Europäische Konkurrenten wie Volkswagen, BMW, Mercedes-Benz und Stellantis bündeln bereits Ressourcen, um gemeinsame Betriebssysteme zu entwickeln, was den Druck auf Hersteller verdeutlicht, bei Software zusammenzuarbeiten.

Beide japanischen Unternehmen sehen die Partnerschaft zudem als Mittel, ihre Position gegenüber dem heimischen Marktführer Toyota zu stärken, der eigene Softwarekooperationen mit Unternehmen wie Subaru und dem US-Unternehmen für autonomes Fahren Waymo verfolgt.

Ausblick

Die beiden Unternehmen erklärten, dass die Allianz weitere gemeinsame Chancen prüfen werde, darunter emissionsfreie Technologien und Maßnahmen zur Reduzierung von Verkehrstoten. Beide Parteien betonten, dass Intelligenz und Elektrifizierung weiterhin im Zentrum ihrer Zusammenarbeit stehen werden.

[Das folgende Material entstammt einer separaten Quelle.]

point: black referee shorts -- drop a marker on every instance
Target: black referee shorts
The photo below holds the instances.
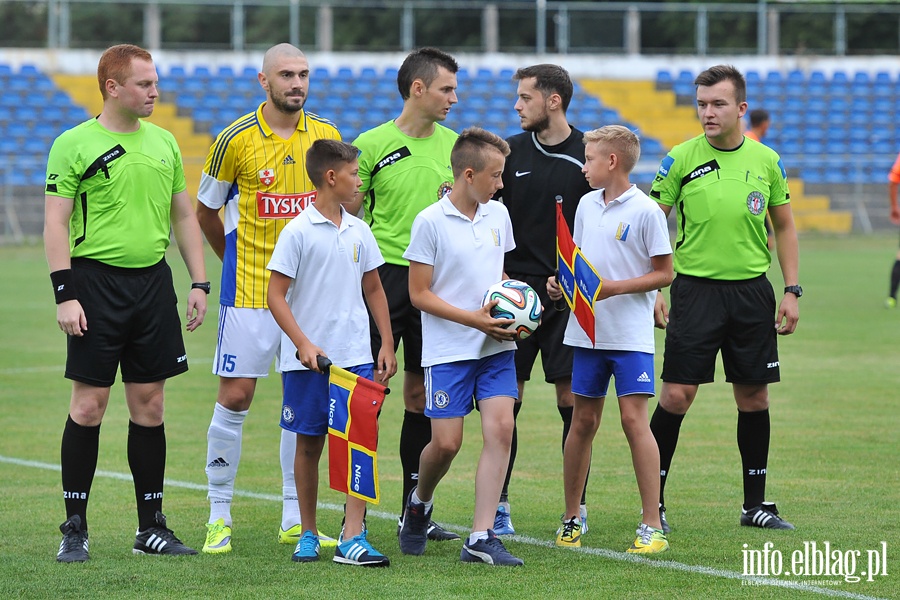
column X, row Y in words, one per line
column 736, row 317
column 406, row 319
column 556, row 357
column 132, row 319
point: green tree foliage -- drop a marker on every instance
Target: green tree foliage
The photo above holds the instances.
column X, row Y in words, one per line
column 23, row 24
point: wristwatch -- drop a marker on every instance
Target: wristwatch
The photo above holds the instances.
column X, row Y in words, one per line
column 794, row 289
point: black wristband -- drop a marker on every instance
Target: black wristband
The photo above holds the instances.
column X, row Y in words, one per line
column 63, row 285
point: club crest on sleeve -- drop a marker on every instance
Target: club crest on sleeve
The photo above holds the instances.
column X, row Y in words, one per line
column 441, row 399
column 267, row 176
column 444, row 189
column 756, row 203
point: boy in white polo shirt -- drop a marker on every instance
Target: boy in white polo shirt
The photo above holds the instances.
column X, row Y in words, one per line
column 624, row 235
column 456, row 252
column 322, row 261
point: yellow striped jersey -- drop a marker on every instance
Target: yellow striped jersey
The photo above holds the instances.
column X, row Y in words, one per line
column 261, row 181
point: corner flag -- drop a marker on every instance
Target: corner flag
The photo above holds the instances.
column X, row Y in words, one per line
column 353, row 433
column 578, row 279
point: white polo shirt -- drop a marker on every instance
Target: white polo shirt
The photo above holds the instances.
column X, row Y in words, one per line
column 467, row 256
column 619, row 238
column 327, row 264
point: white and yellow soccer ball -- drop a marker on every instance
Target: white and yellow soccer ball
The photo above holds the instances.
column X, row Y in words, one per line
column 518, row 301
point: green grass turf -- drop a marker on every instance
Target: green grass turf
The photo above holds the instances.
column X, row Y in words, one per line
column 833, row 470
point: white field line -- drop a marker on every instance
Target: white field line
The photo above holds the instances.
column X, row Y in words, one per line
column 602, row 552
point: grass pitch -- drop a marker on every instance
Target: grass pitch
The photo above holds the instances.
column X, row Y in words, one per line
column 833, row 471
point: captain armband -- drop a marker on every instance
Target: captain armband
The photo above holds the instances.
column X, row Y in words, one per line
column 63, row 285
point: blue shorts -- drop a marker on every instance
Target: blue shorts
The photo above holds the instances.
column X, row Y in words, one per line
column 451, row 389
column 592, row 369
column 306, row 395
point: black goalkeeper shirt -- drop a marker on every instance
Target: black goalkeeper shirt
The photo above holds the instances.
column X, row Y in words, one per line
column 534, row 177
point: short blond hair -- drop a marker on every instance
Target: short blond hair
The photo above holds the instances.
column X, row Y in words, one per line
column 472, row 149
column 623, row 142
column 116, row 64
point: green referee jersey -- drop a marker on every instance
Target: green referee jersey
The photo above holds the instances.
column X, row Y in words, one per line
column 721, row 198
column 122, row 185
column 401, row 175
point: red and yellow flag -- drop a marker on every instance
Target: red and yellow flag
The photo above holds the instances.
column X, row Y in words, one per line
column 353, row 434
column 578, row 279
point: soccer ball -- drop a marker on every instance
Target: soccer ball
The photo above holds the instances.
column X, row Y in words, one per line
column 518, row 301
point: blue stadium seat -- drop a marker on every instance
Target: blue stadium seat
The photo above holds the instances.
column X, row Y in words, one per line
column 683, row 88
column 837, row 146
column 791, row 146
column 841, row 88
column 839, row 105
column 651, row 146
column 29, row 70
column 858, row 134
column 816, row 105
column 813, row 134
column 484, row 73
column 46, row 131
column 7, row 146
column 15, row 178
column 218, row 87
column 883, row 105
column 342, row 88
column 835, row 175
column 884, row 147
column 193, row 86
column 817, row 89
column 816, row 119
column 36, row 146
column 883, row 90
column 17, row 130
column 856, row 147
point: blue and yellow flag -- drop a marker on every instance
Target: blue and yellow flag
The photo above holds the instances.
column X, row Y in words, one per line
column 353, row 434
column 578, row 279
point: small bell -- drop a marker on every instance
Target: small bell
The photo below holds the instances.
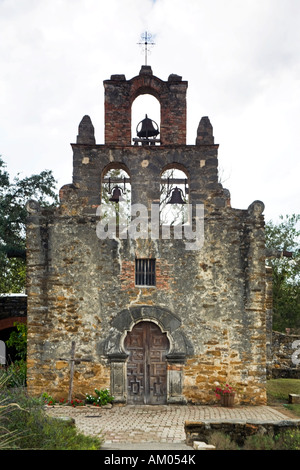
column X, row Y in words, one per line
column 176, row 197
column 117, row 195
column 147, row 129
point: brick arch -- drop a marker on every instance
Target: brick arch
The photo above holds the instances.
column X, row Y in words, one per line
column 6, row 323
column 176, row 166
column 120, row 94
column 115, row 166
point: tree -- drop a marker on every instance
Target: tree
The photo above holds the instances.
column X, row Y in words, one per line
column 13, row 197
column 283, row 245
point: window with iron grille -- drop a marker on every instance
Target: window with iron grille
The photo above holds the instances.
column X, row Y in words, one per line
column 145, row 272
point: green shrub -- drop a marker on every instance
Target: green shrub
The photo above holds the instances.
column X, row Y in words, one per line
column 37, row 431
column 102, row 397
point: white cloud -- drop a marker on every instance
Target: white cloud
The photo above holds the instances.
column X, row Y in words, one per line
column 241, row 59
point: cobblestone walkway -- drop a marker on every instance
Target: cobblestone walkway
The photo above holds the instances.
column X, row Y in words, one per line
column 163, row 424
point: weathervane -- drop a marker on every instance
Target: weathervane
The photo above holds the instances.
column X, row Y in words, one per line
column 146, row 38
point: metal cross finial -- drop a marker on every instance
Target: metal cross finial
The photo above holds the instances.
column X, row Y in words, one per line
column 146, row 38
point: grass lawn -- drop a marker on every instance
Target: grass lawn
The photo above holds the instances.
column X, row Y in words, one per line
column 278, row 391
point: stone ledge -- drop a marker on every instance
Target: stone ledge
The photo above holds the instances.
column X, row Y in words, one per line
column 294, row 398
column 237, row 430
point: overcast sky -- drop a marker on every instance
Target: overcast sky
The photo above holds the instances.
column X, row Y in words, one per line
column 241, row 59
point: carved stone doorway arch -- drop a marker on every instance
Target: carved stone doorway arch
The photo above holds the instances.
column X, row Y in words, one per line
column 115, row 349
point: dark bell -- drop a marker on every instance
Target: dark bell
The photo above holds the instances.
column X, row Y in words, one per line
column 176, row 197
column 147, row 129
column 117, row 195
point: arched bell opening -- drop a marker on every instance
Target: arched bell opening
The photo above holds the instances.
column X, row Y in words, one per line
column 116, row 193
column 145, row 122
column 174, row 195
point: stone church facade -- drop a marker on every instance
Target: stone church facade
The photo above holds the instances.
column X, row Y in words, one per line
column 154, row 318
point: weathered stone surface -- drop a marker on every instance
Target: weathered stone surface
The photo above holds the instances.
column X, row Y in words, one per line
column 237, row 430
column 211, row 302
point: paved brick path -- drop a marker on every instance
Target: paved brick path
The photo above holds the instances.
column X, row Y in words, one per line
column 163, row 424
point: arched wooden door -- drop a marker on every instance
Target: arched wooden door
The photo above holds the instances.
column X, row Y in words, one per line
column 147, row 366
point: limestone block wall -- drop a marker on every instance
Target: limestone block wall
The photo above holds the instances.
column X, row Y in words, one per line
column 82, row 288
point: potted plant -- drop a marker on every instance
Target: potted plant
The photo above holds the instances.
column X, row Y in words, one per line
column 225, row 393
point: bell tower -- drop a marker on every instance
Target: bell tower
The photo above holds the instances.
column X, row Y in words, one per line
column 163, row 288
column 120, row 94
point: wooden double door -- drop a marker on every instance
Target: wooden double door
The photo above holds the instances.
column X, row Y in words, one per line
column 147, row 366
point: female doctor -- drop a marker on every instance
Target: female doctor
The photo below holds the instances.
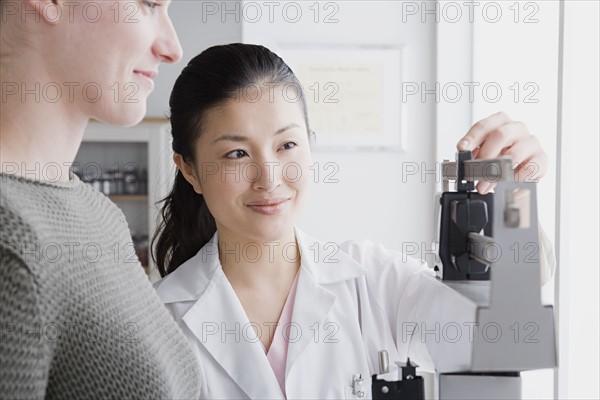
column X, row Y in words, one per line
column 273, row 312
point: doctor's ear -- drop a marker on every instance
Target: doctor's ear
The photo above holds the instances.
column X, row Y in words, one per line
column 188, row 172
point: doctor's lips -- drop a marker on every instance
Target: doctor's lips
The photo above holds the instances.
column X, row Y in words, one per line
column 268, row 206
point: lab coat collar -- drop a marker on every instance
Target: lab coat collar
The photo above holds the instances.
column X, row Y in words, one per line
column 220, row 324
column 325, row 262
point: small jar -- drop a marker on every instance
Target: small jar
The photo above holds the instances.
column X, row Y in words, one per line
column 130, row 183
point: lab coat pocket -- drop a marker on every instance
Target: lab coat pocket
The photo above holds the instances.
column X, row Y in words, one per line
column 360, row 391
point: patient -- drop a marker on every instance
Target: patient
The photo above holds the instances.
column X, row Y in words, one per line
column 271, row 311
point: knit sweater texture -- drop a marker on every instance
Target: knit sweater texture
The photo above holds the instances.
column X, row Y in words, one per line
column 78, row 316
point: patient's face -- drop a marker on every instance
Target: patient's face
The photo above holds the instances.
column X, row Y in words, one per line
column 253, row 160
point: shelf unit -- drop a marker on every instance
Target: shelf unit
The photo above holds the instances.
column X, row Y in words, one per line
column 152, row 139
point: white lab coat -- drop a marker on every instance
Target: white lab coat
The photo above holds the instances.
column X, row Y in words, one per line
column 351, row 302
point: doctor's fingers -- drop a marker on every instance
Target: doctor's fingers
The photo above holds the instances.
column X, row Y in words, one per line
column 498, row 141
column 478, row 132
column 529, row 160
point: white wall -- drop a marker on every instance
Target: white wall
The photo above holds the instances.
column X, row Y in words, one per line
column 579, row 238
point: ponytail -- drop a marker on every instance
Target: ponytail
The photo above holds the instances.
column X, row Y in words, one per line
column 186, row 225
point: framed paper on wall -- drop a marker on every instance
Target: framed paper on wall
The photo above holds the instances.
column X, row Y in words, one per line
column 353, row 95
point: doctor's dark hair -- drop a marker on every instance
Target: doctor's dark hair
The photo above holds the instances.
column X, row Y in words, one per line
column 215, row 76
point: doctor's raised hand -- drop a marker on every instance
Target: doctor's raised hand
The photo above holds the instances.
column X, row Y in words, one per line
column 498, row 135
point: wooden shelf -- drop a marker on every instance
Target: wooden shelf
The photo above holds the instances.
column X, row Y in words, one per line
column 128, row 197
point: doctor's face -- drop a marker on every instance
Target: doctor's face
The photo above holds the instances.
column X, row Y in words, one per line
column 252, row 165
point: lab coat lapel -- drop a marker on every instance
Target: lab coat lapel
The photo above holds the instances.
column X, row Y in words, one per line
column 320, row 267
column 220, row 324
column 312, row 304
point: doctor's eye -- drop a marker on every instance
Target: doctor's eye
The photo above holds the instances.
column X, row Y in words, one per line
column 236, row 154
column 288, row 145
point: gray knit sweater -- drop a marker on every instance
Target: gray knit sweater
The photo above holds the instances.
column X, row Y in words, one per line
column 78, row 316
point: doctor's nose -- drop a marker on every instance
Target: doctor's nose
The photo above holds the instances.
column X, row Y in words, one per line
column 268, row 177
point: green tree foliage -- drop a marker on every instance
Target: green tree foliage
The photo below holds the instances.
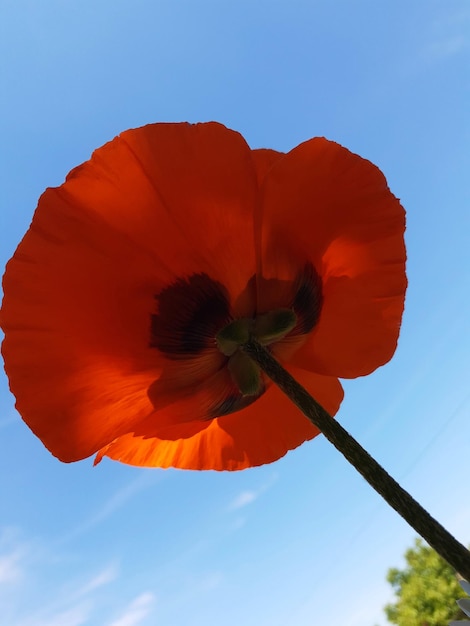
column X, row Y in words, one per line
column 426, row 590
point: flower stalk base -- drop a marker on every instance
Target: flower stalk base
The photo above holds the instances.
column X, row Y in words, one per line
column 417, row 517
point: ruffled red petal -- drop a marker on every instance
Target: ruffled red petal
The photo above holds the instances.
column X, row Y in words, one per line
column 258, row 434
column 156, row 204
column 324, row 205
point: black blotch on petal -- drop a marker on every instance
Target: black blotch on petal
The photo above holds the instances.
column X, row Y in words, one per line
column 232, row 403
column 308, row 299
column 190, row 313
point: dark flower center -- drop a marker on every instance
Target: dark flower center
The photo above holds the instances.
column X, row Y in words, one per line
column 190, row 313
column 194, row 314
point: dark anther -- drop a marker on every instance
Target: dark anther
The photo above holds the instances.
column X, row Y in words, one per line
column 232, row 403
column 308, row 299
column 190, row 313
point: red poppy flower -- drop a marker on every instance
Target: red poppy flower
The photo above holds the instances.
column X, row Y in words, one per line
column 117, row 296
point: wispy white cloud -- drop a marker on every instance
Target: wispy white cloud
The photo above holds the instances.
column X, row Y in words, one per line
column 243, row 499
column 137, row 610
column 75, row 616
column 246, row 497
column 104, row 577
column 114, row 503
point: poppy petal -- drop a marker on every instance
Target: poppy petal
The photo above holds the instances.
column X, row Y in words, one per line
column 261, row 433
column 156, row 204
column 326, row 206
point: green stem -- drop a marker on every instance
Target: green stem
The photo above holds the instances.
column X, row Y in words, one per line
column 417, row 517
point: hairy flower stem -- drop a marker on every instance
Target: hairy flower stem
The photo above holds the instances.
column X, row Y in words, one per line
column 418, row 518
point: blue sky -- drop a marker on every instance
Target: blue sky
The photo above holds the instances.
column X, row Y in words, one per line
column 304, row 540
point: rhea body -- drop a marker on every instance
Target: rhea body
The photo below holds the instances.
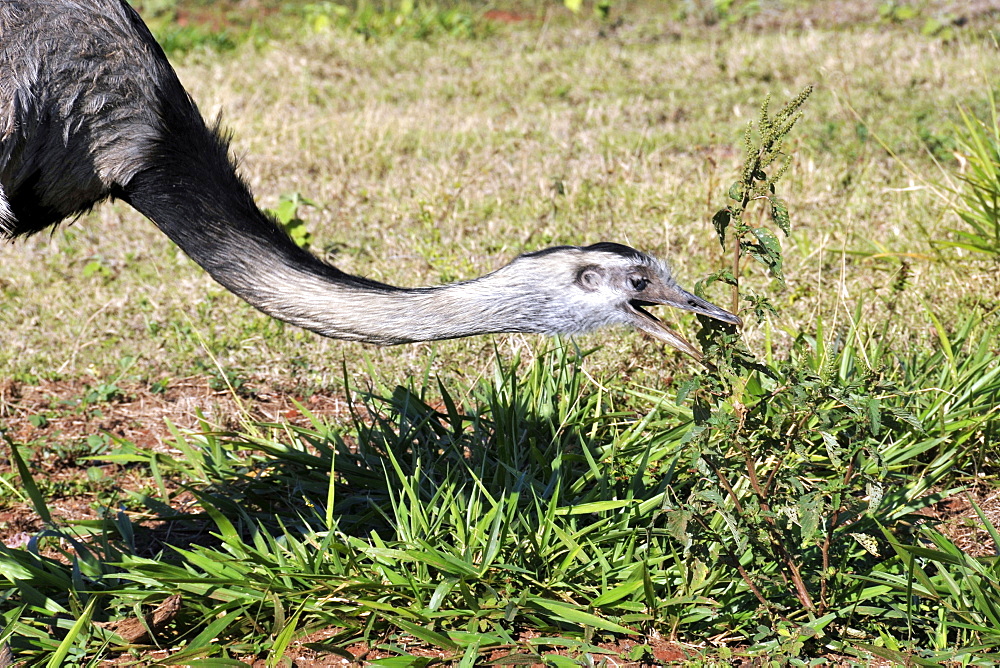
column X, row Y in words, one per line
column 90, row 108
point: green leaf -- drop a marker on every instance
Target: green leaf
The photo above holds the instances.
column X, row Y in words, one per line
column 721, row 221
column 736, row 191
column 575, row 615
column 779, row 212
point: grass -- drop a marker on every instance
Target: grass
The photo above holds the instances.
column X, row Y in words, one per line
column 510, row 495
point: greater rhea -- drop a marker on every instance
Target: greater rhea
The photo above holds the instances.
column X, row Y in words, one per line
column 90, row 108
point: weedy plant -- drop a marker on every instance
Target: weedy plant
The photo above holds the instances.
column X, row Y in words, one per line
column 791, row 485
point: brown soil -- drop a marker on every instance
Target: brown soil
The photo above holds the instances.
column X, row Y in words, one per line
column 140, row 415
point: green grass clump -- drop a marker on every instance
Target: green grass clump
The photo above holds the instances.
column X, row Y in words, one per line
column 548, row 501
column 525, row 497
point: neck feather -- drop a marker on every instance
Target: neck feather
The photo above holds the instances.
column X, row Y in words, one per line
column 198, row 200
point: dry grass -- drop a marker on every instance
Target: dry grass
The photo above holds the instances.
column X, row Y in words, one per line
column 435, row 161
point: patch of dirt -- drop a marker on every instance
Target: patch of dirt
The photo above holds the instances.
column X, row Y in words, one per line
column 960, row 523
column 59, row 413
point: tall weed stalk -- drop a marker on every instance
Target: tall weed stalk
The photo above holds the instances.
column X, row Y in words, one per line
column 790, row 457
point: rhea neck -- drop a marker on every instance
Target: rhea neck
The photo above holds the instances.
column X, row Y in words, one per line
column 192, row 193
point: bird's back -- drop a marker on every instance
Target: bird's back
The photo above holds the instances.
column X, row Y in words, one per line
column 80, row 84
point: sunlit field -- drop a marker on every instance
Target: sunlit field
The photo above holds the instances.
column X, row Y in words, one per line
column 823, row 489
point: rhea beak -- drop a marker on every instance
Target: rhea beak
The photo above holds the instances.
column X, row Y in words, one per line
column 677, row 297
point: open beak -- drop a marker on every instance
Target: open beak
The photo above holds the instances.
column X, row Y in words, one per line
column 677, row 297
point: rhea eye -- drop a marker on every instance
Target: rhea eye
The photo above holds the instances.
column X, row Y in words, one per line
column 639, row 284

„Die Notwendigkeit, die Wettbewerbsfähigkeit durch schnellere Entwicklungszyklen und effizientere Investitionen zu stärken, wird erkannt. Die beiden Unternehmen haben umfangreiche Studien zu einer möglichen Zusammenarbeit im Software-Bereich durchgeführt", heißt es in der gemeinsamen Erklärung.

Da die Partnerschaft bis 2029 Früchte tragen soll, umfassen die nächsten Schritte detaillierte Konstruktionsarbeiten an den gemeinsamen ECUs sowie die Schaffung einer einheitlichen Softwareplattform, die sich auf die zukünftigen Modellreihen beider Hersteller anpassen lässt.